I’m not advocating vegetarianism, although it’s a valid choice for people who know what they are doing. But I do think we should reduce or remove from our diets those things that make us sick once we’ve had a chance to step back from them.
And I think this can be true of media-literature as well. I hadn’t read much nor gone to many movies when I began my writer’s journey a few years ago. I’d been a voracious reader in years past, and once went to all the big movies. But I stopped, for reasons I’m unsure of. As a result, upon exposure to the media diet children subsist on today, I was literally sick, and, as you can tell, have perhaps not yet recovered. Had I been immersed as my fellow writers have been, the ones who responded to my horror with, “What’s your problem? I love that book!” I likely would have shared their enjoyment of these things. Yet a meager few actually listened and, taking a step back, looked at this stuff with clearer eyes and said, “Oh my God, this is awful!”
As I said before, some of my favorite movies were quite violent for their time, and I was concerned I was being a hypocrite. But that’s the key: for their time. Recent studies have shown that the ratings have changed. Movies that just ten years ago would have been solid R-rated for violence are now barely even getting PG-13. Dirty Harry, one of my favorite movies, was quite controversial for its extreme violence, and the glorification of it. But it would probably get a PG today. The level of violence in entertainment has increased, and continues to do so. When we feed our cravings, they are not satisfied. Drinking a sugary soda makes you want more sugar. Hyper-violent books and movies make you want more carnage. This has been confirmed in studies.

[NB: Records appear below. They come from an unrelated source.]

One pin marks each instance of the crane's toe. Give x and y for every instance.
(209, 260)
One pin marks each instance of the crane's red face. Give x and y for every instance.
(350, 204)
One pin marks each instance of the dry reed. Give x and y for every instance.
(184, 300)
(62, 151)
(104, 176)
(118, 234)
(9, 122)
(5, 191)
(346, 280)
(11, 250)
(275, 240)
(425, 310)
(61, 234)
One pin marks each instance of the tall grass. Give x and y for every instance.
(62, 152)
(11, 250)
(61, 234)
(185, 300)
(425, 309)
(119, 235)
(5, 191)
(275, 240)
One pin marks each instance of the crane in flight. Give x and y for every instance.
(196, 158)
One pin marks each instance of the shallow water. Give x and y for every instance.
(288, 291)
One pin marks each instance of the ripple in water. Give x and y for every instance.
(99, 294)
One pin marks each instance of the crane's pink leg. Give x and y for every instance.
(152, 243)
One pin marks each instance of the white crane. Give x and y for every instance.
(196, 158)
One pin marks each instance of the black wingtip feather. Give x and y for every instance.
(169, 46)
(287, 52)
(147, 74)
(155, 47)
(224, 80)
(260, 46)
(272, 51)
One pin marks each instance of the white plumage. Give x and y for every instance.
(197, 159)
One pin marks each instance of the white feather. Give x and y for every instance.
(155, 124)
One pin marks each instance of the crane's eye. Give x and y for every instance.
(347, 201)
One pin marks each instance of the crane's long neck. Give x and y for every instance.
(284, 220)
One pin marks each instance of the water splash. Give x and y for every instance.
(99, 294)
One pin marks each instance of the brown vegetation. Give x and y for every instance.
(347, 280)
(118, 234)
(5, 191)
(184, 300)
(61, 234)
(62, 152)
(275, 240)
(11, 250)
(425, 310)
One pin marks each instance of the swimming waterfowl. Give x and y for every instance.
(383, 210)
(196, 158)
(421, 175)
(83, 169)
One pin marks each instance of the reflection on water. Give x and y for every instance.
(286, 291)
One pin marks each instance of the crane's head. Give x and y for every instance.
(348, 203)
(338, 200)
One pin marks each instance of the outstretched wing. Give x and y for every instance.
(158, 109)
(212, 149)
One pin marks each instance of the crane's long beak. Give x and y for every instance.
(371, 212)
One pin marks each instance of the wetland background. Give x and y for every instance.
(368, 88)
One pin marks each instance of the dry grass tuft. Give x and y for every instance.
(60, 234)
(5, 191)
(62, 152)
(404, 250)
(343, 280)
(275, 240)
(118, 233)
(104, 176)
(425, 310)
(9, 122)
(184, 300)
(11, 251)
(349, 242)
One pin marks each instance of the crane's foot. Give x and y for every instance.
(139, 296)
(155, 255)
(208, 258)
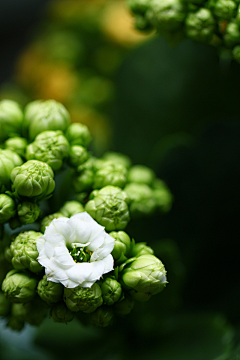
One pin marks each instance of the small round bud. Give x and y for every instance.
(11, 118)
(141, 174)
(16, 144)
(61, 314)
(49, 291)
(83, 299)
(71, 208)
(19, 287)
(33, 179)
(77, 155)
(45, 115)
(7, 208)
(78, 134)
(50, 147)
(102, 317)
(46, 221)
(24, 251)
(122, 245)
(111, 291)
(109, 208)
(28, 212)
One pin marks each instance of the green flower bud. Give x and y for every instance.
(145, 276)
(110, 174)
(141, 174)
(83, 179)
(5, 305)
(236, 53)
(16, 144)
(166, 15)
(33, 179)
(162, 195)
(28, 212)
(11, 118)
(24, 251)
(61, 314)
(111, 291)
(71, 208)
(19, 287)
(142, 199)
(200, 25)
(50, 147)
(141, 249)
(109, 208)
(102, 317)
(122, 245)
(8, 161)
(78, 134)
(48, 219)
(117, 158)
(124, 306)
(7, 208)
(49, 291)
(45, 115)
(83, 299)
(77, 155)
(232, 34)
(224, 9)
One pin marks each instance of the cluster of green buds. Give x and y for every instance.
(40, 145)
(214, 22)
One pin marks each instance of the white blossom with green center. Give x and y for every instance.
(75, 251)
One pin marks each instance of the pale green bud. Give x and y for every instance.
(28, 212)
(224, 9)
(83, 299)
(102, 317)
(61, 314)
(78, 134)
(141, 249)
(45, 115)
(8, 161)
(232, 34)
(166, 15)
(24, 251)
(200, 25)
(77, 155)
(46, 221)
(11, 118)
(162, 195)
(7, 208)
(19, 287)
(109, 207)
(142, 199)
(145, 276)
(16, 144)
(71, 208)
(141, 174)
(33, 179)
(49, 291)
(124, 306)
(117, 158)
(111, 291)
(122, 245)
(5, 305)
(50, 147)
(110, 174)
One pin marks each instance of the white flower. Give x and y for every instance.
(66, 242)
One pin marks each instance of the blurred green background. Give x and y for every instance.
(175, 109)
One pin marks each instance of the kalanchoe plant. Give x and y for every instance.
(82, 262)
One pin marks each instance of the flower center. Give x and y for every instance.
(80, 254)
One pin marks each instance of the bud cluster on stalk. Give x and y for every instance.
(213, 22)
(39, 145)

The junk-food industry isn’t going to stop producing Cheezy-Poofs, and the literature/film industry isn’t going to stop making carnage-filled movies, with higher and higher stakes, including younger and younger victims, and killers. So we have to be the ones to say enough. We must refuse to let them tell us what we want to read and to see. That’s the reason literary agents lie. They say they want something new and different, but they continue to go with vampires and zombies and dystopia and death. Something new and different is a risk, and there’s big money at stake. So they keep giving us more of the same, thinking it’s what we want, when in fact they are part of the conditioning to make us want it.
But if we stop, if we say, “I don’t want that, not matter how tasty you make it look,” then eventually they’ll have to do something else. As I said, there are good books. And there are good movies. Not just saccharine fare either, but rich, provocative stories that get awards, but rarely pack theaters or fly off bookshelves. Demand more of that, and less of the sick ugliness. Maybe, just maybe, we’ll all be healthier for it.